Marginal Pleasures: Doodling In the eBook Age

Writers are, first and foremost, diehard readers. We inhale books, salivate on certain sentences. Sometimes we even froth at the mouth when we encounter a particularly brilliant word–an enjambment of sense and sensibility.

Books, in one sense, are objects–ink printed on paper bound together and stamped with a stylish cover. But they’re also, particularly to us writers, worlds of words. They contain multitudes and, as such, are infinitely malleable. I don’t know a single writer who’s not an active reader, who doesn’t doodle in the margins, who doesn’t underline words she fancies, who doesn’t even–sometimes, impulsively–tear out pages that madden her.

I’m not adverse to ebooks. I don’t own a Kindle or iPad and I’m not about to buy either, but–but–I have been reading on the screen for some time now.
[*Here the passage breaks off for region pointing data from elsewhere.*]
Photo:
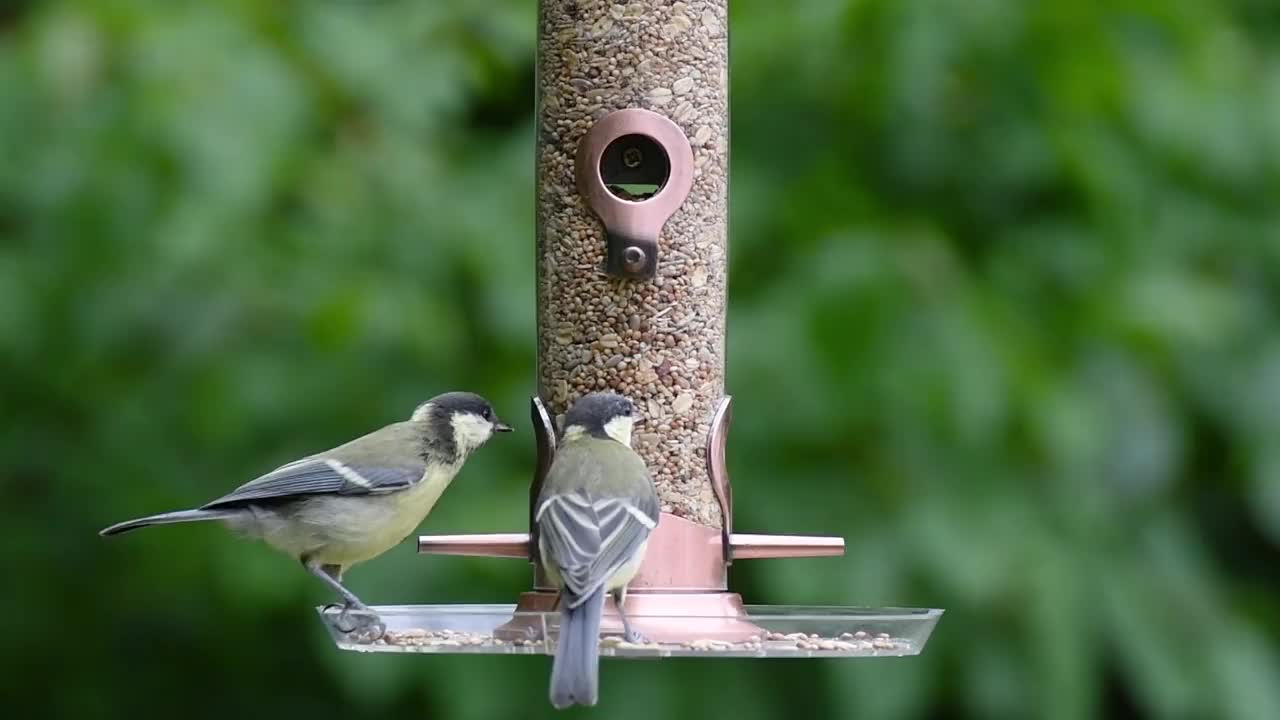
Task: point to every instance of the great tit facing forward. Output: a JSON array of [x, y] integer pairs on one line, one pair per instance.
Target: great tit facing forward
[[594, 515], [350, 504]]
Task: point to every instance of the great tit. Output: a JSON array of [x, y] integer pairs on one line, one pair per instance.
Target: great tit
[[594, 515], [350, 504]]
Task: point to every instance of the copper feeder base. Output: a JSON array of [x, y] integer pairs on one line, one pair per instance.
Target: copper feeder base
[[681, 591]]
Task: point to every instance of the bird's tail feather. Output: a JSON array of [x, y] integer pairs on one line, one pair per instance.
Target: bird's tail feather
[[167, 518], [575, 671]]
Every evening, I email myself what I wrote that day, reread it at random, make notes in the cloud, as they say–a brilliant locution, that, I think, considering all it implies.

My biggest complaint about reading in the virtual age is that it doesn’t foster interactive reading. You can’t doodle in the margins. How will this affect reading in the future? Will the readers of tomorrow be passive readers? Will the next generation of writers be able to donate their marginalia to museums? We don’t know, but I, for one, am terrified of what will happen to literature–to life–without having that extra blank space on the sides of the towers of text. Where else will we readers let our minds meander?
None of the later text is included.